As has been stated on numerous occasions, this Government is committed to the reform of the TV licence. A long-term funding is model is needed, to deliver effective reform and ensure that a secure, sustainable funding model is put in place for our public service media.

The Future of Media Commission was established to, amongst other things, consider sustainable public funding model and noted three main funding models, a TV Licence, a universal charge, or direct Exchequer funding.  While the Commission recommended a direct Exchequer funding model, Government established a Technical Working Group in order to examine other potential options for the reform and enhancement of the existing system.

I understand that the Working Group submitted their report to my colleague, the Minister for Tourism, Culture, Arts, Gaeltacht, Sport and Media last year, and while initial discussions on the matter had commenced, the events over the summer regarding RTÉ meant that a final decision had to be paused. As Minister Martin has stated, while discussions on the matter are continuing, a final decision on this matter will not be taken until the independent reviews into RTÉ, carried out by the Expert Advisory Committees that Government appointed, are complete and have received consideration. I am advised that these reports are expected at the end of February.

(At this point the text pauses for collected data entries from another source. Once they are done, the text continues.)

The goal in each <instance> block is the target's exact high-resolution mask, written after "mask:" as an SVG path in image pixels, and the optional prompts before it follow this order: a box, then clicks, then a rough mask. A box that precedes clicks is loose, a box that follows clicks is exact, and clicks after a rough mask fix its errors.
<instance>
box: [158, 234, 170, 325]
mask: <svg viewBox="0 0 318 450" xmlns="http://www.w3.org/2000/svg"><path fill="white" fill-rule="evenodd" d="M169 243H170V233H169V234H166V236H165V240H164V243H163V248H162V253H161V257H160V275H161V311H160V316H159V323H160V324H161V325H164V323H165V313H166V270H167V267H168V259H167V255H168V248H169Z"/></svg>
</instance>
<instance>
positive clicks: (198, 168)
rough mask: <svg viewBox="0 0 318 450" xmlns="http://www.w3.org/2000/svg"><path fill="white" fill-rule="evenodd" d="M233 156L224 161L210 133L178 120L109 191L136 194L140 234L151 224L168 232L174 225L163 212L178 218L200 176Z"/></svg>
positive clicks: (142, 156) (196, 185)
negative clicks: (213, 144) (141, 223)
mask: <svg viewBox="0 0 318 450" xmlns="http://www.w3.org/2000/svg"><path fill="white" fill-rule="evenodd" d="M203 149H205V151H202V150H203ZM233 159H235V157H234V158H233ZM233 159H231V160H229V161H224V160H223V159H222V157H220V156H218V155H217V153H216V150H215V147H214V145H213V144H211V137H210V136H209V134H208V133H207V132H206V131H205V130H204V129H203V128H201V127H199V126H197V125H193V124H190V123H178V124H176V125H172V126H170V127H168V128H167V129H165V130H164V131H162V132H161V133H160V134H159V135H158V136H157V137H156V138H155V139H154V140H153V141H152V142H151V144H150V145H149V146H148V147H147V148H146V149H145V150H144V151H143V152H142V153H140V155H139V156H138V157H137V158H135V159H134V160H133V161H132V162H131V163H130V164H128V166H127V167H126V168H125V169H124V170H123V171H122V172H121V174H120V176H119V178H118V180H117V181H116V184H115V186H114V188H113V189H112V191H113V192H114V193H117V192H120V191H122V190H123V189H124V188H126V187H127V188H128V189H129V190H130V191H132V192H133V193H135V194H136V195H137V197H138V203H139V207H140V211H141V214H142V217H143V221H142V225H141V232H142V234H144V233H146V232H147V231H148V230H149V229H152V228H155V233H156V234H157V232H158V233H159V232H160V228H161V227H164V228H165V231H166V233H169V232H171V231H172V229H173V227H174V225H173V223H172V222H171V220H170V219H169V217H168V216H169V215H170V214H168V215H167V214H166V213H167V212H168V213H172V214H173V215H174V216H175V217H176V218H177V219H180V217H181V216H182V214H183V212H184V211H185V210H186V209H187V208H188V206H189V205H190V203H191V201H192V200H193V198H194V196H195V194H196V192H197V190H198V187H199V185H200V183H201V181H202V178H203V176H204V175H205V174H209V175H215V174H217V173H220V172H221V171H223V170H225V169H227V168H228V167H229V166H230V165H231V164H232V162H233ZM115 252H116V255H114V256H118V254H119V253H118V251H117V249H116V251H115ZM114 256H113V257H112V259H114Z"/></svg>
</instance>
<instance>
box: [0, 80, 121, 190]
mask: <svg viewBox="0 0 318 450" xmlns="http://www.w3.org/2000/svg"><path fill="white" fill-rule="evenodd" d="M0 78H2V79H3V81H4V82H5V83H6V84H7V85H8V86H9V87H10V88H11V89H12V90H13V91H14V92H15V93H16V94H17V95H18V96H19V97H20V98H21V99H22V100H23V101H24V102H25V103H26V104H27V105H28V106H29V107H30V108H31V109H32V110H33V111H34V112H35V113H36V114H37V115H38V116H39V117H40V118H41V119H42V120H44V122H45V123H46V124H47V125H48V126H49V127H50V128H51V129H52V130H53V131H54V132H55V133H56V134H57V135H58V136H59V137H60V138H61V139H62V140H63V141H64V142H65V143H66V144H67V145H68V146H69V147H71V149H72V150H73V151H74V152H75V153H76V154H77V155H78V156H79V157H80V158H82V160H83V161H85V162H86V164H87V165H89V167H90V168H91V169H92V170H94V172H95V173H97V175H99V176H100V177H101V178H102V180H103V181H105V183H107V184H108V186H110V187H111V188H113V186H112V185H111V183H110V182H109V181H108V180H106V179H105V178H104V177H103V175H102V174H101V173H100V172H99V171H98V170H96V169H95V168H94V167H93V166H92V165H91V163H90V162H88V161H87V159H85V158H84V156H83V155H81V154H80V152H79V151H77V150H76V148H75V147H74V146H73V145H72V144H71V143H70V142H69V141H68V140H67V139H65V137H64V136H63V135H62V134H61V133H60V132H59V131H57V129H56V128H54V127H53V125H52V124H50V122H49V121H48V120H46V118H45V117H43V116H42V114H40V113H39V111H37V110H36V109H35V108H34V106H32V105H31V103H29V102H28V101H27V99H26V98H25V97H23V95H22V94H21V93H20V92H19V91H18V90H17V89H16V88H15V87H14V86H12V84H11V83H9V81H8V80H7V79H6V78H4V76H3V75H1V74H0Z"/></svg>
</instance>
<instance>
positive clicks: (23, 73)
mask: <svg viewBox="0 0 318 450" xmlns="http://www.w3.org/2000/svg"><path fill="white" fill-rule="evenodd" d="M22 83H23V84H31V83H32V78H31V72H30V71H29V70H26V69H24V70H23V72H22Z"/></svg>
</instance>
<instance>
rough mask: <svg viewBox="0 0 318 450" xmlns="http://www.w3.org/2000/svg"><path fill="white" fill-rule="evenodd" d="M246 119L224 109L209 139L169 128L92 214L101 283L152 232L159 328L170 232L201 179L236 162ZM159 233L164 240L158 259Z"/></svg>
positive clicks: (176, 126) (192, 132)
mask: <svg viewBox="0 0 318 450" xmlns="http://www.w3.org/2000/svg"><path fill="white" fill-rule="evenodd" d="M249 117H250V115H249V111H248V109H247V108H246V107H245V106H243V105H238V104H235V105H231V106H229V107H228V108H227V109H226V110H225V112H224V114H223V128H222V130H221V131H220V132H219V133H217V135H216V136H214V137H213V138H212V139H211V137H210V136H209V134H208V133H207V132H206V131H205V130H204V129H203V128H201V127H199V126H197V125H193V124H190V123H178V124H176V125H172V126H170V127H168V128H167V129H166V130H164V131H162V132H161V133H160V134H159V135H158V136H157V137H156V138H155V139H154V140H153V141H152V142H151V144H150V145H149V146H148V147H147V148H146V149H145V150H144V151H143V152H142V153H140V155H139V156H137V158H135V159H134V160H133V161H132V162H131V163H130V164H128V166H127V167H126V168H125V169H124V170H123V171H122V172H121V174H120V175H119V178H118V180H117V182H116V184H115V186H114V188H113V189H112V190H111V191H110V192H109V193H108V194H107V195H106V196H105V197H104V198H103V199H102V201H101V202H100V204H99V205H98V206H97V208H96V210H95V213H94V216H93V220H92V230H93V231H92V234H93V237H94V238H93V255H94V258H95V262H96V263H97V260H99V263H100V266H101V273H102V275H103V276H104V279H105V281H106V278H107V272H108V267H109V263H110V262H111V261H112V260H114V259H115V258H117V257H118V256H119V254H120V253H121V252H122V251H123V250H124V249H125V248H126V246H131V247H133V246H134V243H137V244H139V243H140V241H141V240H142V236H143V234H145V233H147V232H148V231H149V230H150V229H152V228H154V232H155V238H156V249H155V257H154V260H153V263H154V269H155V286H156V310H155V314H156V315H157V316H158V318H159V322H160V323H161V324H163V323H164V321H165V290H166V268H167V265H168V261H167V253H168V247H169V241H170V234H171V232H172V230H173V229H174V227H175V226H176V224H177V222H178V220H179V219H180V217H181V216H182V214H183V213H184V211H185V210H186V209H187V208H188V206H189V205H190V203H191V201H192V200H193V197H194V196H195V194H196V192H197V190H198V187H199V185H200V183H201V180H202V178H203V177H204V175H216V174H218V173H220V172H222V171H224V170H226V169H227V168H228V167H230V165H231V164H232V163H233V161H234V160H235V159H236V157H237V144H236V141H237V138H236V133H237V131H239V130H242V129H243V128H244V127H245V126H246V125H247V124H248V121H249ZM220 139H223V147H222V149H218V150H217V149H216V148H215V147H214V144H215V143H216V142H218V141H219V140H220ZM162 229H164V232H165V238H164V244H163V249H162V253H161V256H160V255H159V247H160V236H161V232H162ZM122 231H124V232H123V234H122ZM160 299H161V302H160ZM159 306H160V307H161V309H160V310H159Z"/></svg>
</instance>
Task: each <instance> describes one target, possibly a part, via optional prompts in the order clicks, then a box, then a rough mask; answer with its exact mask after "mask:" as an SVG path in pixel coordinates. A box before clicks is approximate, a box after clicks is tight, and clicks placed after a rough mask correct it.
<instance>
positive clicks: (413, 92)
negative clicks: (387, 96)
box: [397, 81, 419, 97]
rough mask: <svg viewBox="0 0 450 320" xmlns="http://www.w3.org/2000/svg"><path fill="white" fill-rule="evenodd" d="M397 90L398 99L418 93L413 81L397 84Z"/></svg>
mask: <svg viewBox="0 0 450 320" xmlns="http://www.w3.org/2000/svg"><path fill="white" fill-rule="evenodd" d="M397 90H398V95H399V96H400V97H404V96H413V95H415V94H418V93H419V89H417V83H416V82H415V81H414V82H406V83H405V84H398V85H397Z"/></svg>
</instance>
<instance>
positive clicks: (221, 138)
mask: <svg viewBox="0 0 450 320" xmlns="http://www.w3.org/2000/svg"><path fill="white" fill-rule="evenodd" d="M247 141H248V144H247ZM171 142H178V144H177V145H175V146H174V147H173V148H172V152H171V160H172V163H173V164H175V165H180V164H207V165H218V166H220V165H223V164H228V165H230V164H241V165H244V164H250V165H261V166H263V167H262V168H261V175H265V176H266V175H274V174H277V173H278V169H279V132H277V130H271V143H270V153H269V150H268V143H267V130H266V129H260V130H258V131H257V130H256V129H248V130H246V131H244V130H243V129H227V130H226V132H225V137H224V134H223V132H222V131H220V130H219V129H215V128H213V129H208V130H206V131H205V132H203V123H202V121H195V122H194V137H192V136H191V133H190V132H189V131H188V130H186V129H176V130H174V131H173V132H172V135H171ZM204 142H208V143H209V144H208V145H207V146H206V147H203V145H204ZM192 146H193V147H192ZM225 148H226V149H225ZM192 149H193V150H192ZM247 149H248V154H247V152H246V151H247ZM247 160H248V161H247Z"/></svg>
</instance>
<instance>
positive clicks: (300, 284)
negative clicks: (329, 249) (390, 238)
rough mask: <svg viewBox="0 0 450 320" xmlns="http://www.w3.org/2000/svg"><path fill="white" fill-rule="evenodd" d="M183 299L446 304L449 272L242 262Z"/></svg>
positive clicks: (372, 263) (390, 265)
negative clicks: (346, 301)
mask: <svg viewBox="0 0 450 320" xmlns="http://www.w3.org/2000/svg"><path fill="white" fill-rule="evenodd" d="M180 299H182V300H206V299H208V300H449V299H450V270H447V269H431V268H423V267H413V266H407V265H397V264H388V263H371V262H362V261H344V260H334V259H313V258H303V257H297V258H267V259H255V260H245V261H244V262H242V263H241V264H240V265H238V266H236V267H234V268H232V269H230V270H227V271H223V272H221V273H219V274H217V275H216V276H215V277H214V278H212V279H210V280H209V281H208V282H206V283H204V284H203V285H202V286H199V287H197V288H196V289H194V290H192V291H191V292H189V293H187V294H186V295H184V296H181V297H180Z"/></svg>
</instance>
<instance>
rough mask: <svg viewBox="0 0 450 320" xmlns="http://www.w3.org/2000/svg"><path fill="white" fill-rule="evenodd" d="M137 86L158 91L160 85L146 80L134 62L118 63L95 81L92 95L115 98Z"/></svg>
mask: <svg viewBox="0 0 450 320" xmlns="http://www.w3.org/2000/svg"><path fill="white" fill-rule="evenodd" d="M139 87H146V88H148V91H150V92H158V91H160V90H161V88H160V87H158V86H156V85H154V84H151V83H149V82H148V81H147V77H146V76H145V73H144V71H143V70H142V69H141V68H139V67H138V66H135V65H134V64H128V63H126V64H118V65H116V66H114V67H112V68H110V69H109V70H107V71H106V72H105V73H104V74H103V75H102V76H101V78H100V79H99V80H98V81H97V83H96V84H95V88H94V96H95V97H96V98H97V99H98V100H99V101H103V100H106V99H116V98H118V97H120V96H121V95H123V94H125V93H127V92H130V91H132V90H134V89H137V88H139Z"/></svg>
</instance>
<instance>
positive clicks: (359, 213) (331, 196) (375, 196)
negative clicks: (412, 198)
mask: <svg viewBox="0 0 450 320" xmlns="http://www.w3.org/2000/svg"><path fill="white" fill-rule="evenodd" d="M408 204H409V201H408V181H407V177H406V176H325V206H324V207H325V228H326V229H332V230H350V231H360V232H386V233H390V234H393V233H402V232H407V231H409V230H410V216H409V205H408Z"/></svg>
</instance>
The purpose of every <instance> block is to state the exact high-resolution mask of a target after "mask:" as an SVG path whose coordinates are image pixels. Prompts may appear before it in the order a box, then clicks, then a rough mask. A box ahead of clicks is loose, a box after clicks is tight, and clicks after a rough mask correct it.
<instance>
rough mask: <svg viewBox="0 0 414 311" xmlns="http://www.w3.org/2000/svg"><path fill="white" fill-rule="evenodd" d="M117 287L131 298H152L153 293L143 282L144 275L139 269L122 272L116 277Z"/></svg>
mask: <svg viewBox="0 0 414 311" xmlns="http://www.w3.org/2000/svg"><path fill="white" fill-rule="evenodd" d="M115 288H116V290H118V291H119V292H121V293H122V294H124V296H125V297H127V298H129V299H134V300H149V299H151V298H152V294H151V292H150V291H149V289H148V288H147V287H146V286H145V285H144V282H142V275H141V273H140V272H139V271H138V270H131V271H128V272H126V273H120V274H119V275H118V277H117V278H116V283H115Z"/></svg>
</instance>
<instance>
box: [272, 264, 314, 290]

It would not be appropriate for me to pre-empt consideration of the matter by Government.

Regarding a tax on digital and social media companies, the Deputy will be aware that the European Commission previously made a legislative proposal for a digital services tax based on a €750 million global revenue threshold and an EU-wide €50 million revenue from in-scope services threshold. This proposal, together with other digital taxes proposed or implemented around the globe, were received negatively. Subsequently, negotiations by the OECD and the G20 on reforms to the international system of taxation led to the OECD Two-Pillar Solution to Address the Tax Challenges Arising from the Digitalisation of the Economy in October 2021.

It must be noted that Pillar One of the OECD Agreement provides for the standstill and removal of unilateral measures such as digital services taxes. I firmly believe that Pillar One of the agreement will be successfully implemented, as was the case with Pillar Two, in a manner faithful to the agreement.

It is important that any proposal for additional taxation avoids raising trade tensions and does not undermine the ongoing development and implementation of the OECD agreement. Implementation of the agreement will bring much needed stability to the international tax framework after the turbulence and uncertainty of the last couple of years. Throughout this process, I have remained convinced that a global approach under Pillar One of the OECD agreement is preferable to unilateral measures like a Digital Services Tax.